De acordo com o TJMG, o banimento permanente da conta da jogadora foi considerado legítimo, pois ficou comprovado o uso de programas ilegais durante as partidas. Relatórios do sistema antifraude da Garena demonstraram que a conta em questão recebeu denúncias de 50 jogadores diferentes ao longo do período monitorado. A Justiça destacou ainda o comportamento contraditório da usuária: inicialmente, ela alegou em e-mails à empresa que sua conta havia sido invadida e que os invasores utilizaram hacks, mas, durante o processo judicial, negou qualquer conhecimento sobre o uso de programas ilegais em sua conta do jogo.

O que a jogadora pedia na ação judicial

A usuária ingressou com a ação em 2021, após ter sua conta – que possuía a patente Mestre – suspensa de forma definitiva. No processo, ela solicitou:

  • A reativação imediata da conta banida;
  • Indenização de R$ 6 mil por danos morais;
  • Reembolso de R$ 35,99 referentes à compra de moedas virtuais, os chamados diamantes.

Ela argumentou que a punição foi arbitrária e baseada apenas em mensagens automáticas enviadas pelo suporte da Garena, sem explicações detalhadas sobre a suposta infração cometida.
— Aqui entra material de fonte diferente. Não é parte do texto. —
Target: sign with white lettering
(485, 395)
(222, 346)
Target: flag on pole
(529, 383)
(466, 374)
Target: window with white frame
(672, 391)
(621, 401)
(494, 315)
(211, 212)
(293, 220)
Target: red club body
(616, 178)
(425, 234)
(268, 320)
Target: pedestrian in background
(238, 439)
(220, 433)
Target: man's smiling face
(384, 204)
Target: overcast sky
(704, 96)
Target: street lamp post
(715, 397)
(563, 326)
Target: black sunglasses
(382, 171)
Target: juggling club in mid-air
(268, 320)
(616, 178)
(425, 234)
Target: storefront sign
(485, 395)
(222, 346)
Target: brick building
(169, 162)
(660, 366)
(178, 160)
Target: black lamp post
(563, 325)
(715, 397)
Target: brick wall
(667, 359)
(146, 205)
Recurso negado e fundamentação do Tribunal

Inconformada com a decisão inicial, a jogadora recorreu ao TJMG. O relator do caso, desembargador Nicolau Lupianhes Neto, manteve a sentença e ressaltou que a Garena agiu corretamente para proteger a integridade do ambiente competitivo do jogo. Dados do sistema antifraude indicaram claramente as denúncias múltiplas contra a conta. O desembargador explicou ainda que a empresa não é obrigada a divulgar detalhes técnicos do sistema de detecção de trapaças, pois isso poderia comprometer a segurança da plataforma e o sigilo industrial.

Itens virtuais não geram direito a reembolso, segundo a Justiça

Sobre o pedido de devolução do valor gasto com moedas virtuais, o relator esclareceu que esses itens são considerados licenças de uso, condicionadas ao cumprimento das regras do jogo. Como houve violação dos termos de uso, não há direito ao reembolso, reforçando a posição da desenvolvedora em manter a punição aplicada.
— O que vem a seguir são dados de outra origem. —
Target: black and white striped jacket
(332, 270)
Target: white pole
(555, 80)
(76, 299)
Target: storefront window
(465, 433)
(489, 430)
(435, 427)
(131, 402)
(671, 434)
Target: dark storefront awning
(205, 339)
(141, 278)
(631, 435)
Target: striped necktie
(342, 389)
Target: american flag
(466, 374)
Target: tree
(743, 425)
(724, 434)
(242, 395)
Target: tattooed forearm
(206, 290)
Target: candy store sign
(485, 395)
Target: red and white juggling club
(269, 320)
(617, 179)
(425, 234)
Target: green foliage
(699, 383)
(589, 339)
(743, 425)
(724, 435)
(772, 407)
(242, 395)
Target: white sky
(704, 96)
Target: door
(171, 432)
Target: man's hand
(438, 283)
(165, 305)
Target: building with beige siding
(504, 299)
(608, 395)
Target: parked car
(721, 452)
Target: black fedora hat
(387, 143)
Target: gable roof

Google é excluída do processo judicial

O Tribunal também manteve a exclusão do Google Brasil do processo, entendendo que a empresa atua apenas como plataforma de distribuição de aplicativos, sem interferência nas regras do jogo ou nas punições aplicadas aos usuários. Os desembargadores Cláudia Maia e Luiz Carlos Gomes da Mata acompanharam o entendimento do relator, concordando integralmente com a decisão de primeira instância.

Com isso, o recurso apresentado pela jogadora foi rejeitado, e o banimento da conta, assim como a negativa de indenização, foram mantidos. A decisão está sujeita a novos recursos, mas, por enquanto, reforça a legitimidade das ações das desenvolvedoras contra práticas de doping virtual em jogos online.